(Den Haag) – Nach jahrelangen Debatten folgte die Niederlande Dänemark und weiteren Staaten in der EU wie beispielsweise in der Schweiz, Österreich, Frankreich und in Deutschland mit dem „Vermummngsverbot“ im Rahmen des Versammlungsgesetzes, und machte den Weg für ein Burkaverbot frei. Die Erste Kammer des Parlaments stimmte am Dienstag in Den Haag mehrheitlich einem eingeschränkten Verbot von gesichtsbedeckender Kleidung zu. Die Zweite Kammer hatte einen entsprechenden Gesetzentwurf bereits am 29. November 2016 verabschiedet.
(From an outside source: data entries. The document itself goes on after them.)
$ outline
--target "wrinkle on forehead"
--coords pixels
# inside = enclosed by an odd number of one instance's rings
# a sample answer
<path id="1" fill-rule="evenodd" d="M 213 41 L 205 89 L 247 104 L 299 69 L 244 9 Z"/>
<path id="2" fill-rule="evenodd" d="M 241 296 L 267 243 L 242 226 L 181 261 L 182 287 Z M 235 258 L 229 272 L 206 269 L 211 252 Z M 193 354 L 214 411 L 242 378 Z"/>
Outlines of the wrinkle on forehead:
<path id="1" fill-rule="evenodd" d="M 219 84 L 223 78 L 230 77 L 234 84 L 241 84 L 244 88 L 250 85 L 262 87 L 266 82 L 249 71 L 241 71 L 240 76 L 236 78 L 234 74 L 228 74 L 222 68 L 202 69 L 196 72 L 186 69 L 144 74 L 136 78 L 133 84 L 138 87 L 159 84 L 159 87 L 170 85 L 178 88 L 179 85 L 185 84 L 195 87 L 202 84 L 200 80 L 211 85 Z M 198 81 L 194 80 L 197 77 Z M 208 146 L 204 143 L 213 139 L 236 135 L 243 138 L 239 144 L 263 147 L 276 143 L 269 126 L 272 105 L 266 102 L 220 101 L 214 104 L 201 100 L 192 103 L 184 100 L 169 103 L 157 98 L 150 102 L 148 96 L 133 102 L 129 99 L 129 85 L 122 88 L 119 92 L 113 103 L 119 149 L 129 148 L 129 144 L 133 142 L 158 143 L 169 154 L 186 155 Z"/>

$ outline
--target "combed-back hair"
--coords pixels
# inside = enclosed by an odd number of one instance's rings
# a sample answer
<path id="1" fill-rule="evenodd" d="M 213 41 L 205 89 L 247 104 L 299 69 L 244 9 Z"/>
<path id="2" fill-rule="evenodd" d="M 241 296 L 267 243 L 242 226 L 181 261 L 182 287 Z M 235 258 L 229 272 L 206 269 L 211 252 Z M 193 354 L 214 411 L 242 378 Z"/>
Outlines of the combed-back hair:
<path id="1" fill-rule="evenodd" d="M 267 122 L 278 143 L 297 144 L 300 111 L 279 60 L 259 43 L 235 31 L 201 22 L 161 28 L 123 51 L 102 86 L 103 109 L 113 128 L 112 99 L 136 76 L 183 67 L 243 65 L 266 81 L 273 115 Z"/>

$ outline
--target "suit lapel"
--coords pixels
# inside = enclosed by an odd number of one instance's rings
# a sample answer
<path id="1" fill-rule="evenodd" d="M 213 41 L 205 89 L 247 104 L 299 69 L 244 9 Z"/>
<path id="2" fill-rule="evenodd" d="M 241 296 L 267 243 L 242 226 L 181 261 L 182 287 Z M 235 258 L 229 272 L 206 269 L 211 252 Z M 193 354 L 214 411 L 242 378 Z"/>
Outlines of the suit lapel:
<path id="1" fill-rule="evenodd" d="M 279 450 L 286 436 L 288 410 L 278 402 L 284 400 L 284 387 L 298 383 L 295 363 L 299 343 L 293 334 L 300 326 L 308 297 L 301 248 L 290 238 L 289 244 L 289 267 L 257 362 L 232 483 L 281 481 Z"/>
Laut dem Gesetz werden Burkas, Gesichtsschleier oder Integralhelme im öffentlichen Verkehr, in Schulen, in Krankenhäusern und staatlichen Gebäuden verboten. Dagegen hatte es heftige Kritik auch von Juristen gegeben. Oppositionspolitiker hatten von Symbolpolitik gesprochen. Vor mehr als 13 Jahren hatte der Rechtspopulist und Vorsitzende der ausländerfeindlichen Partij voor de Vrijheid (Partei für die Freiheit), Geert Wilders, den ersten Gesetzesvorschlag zu einem Burkaverbot eingebracht.

Unklar ist auch, wie das Verbot durchgesetzt werden soll und ob etwa Busfahrer verschleierte Frauen nicht mehr mitnehmen dürfen. Es gibt in den Niederlanden schätzungsweise 400 Frauen, die Burka oder Gesichtsschleier tragen. Das Verbot wird vermutlich erst Anfang 2019 auch praktisch eingeführt werden.